I’ve even turned this structure into a game, where you play out the revelation scene in a typical murder mystery movie. You can solo play that game, and get a mystery to play with an ordinary game.
Whenever I create factions, I tend to see what kind of flags the players created for me through their characters: backgrounds, skills, connections, family or whatever. That will color whatever I will come up with on the relationship map that contains all the factions and their relations. It takes about 45 minutes for me to create a web of intrigues, which will give enough fuel for 1-3 sessions.
Yes.
Also, Technoir transmission, instant blorb or any other relationship map building tool, like Fractal https://itch.io/jam/fractal-jam or Apocalypse World. One thing though: I suggest to reincorporate heavily unless you want to invoke a conspiracy of galactic dimensions. Tools like relationship maps, minis or paper standees, faction status (BitD) and faction turns can help but anything above 6 units is too much for me to handle.
But maybe a simple trick would be to transition each character from one character arc into another, having prepared a few simple possible directions you think the character concept is begging to explore. This way “background issues” are like character issues materialized when the opportunity presents itself.
One of my favorite system-neutral tools for this kind of thing is Backstory Cards (Galileo Games). The product itself is built to be somewhat generic, so it may need some massaging for a game like Nahual which has such a specific setting and lore, but I like the technique the cards employ, and regardless of setting, it would still be a nice way to generate some general ideas for a web.
The cards themselves are prompts…questions about a character’s history posed in a fill-in-the-blank format, and the blanks can be PCs, NPCs, Groups, Places, or Events. As prompts are drawn, items to fill in the blanks are created and recorded on a chart, but only a limited number of items are allowed (plus the selection of items can be randomized), so as the number of prompts grows, the items are re-used for different prompts. In this way, PC Alice could have met PC Bob through Group Alpha, which was responsible for Event One, which was a turning point in PC Charlie’s life, etc.

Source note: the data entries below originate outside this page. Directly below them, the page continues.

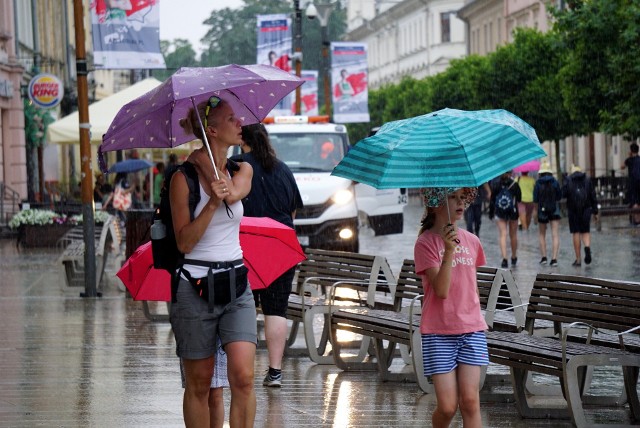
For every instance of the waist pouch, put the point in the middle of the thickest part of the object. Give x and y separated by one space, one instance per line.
218 288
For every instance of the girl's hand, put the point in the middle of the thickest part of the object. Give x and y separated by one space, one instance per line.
450 237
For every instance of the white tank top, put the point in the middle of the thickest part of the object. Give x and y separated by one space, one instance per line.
220 241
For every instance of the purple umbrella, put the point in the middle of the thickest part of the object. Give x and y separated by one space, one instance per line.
152 120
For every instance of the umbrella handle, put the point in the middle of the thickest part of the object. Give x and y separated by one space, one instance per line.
206 140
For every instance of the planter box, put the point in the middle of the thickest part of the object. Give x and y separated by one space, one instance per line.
42 236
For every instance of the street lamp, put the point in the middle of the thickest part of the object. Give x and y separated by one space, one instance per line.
323 11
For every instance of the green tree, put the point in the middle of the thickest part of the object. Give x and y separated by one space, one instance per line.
177 53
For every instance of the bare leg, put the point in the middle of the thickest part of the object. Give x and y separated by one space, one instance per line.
216 407
502 237
555 239
468 387
275 330
542 237
576 246
513 236
195 406
446 398
241 358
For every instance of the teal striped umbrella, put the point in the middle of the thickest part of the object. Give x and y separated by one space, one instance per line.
446 148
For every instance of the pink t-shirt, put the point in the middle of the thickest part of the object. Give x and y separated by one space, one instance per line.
460 312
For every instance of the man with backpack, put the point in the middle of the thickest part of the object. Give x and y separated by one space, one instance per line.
505 195
632 163
546 194
581 204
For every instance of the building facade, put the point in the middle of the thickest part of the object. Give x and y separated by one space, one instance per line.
414 38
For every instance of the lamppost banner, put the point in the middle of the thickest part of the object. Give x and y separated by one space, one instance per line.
274 48
349 75
126 34
309 93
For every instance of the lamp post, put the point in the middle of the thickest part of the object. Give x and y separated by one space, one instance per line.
323 12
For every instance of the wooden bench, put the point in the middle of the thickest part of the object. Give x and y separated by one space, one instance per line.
401 325
575 306
318 274
108 239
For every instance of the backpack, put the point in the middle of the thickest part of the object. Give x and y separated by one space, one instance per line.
578 198
163 239
547 199
505 202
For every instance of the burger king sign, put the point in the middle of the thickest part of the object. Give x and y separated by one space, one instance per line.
46 90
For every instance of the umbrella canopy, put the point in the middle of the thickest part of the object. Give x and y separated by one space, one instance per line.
130 165
530 166
446 148
143 281
152 120
269 249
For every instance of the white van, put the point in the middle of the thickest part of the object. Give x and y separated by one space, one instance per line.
311 147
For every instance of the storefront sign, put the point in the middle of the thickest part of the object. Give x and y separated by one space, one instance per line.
46 90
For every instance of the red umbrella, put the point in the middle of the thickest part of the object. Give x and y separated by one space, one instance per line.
269 249
143 281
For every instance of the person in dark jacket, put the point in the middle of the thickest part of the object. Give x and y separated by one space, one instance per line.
274 194
581 205
545 216
507 215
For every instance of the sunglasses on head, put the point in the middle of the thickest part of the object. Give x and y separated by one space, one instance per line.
212 103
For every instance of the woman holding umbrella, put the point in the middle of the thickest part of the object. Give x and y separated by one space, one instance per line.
211 245
454 345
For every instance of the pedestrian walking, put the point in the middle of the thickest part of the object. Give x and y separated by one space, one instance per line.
274 194
581 204
547 194
473 214
210 242
454 345
505 195
632 164
526 206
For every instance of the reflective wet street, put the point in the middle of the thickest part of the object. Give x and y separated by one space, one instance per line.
68 361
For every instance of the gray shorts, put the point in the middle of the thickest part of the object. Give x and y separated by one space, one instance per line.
196 329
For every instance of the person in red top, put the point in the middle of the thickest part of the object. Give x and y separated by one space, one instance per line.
454 345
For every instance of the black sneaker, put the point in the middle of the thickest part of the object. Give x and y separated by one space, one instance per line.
273 380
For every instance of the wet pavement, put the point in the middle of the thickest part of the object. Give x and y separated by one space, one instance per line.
69 361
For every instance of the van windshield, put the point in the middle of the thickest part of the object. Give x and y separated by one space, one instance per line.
309 152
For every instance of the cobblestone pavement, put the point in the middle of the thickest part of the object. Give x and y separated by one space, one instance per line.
68 361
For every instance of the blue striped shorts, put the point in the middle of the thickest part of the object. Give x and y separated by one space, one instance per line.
441 353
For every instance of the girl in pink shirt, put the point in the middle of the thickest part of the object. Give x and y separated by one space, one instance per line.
454 345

The product is designed primarily to create an interconnected history for the characters so that at game start, the characters have some established relationships and group dynamics. What it also generates, though, is a ready-made web of related setting items with plot hooks and relevance to the PCs all ready to go. Creating future situations for the players to encounter just involves looking at what has happened already and asking yourself about the consequences. Since Group Alpha was responsible for Event One, how did they react to the PC’s involvement in Event One? Their next move will involve Location Zed, which is important to NPC Lily, who knows PC Alice…and so on.
One site that might prove helpful is Story Grid. While the format is primarily designed for novelists and editors, the information is incredibly helpful for GM’s.
The Story Grid is a system for nailing down your genre and integrating said genre’s character needs/values, obligatory scenes, and necessary characters. For example, check out their blog post on the Horror genre vs the Thriller genre.
What you want to do is to lay out your NPCs and factions, as created from your Session Zero (or wherever, so long as the players are involved and care about these elements).
Then just start drawing connections between them. Make the connections strong, unstable, and dynamic. They want something, fear something, or something equally strong.
Don’t stop until each one is connected to two others, and in serious conflict with at least one other.
While doing this, also create some PC-NPC-PC triangles. Make it messy this way: that person is your mentor? Ok, well, they are also the murderer this other character has been searching for.
Bam, you’ve got exciting material. And quickly.
It depends a fair bit on the game, its needs, genre, style, and so on, of course. But beyond that there are many tools, as well. Rickard’s articles, above, are also fabulous.
This was my own attempt at a really simple and dirty, quick method for Apocalypse World:
You can probably easily imagine doing this on the fly, if you have creative players, without having prepared the list beforehand (and that could be even better).
The main thing to look for is instability. Things that are about to move, topple, or explode.
“These two are married” does little on its own, until it’s combined with other things.
“My lover is married to your enemy” -> that’s juicy.
So is “these two are married. One is cheating on the other, though, and the other doesn’t know yet but has hired NPC X to follow them around. Sooner rather than later, it will all fall apart.”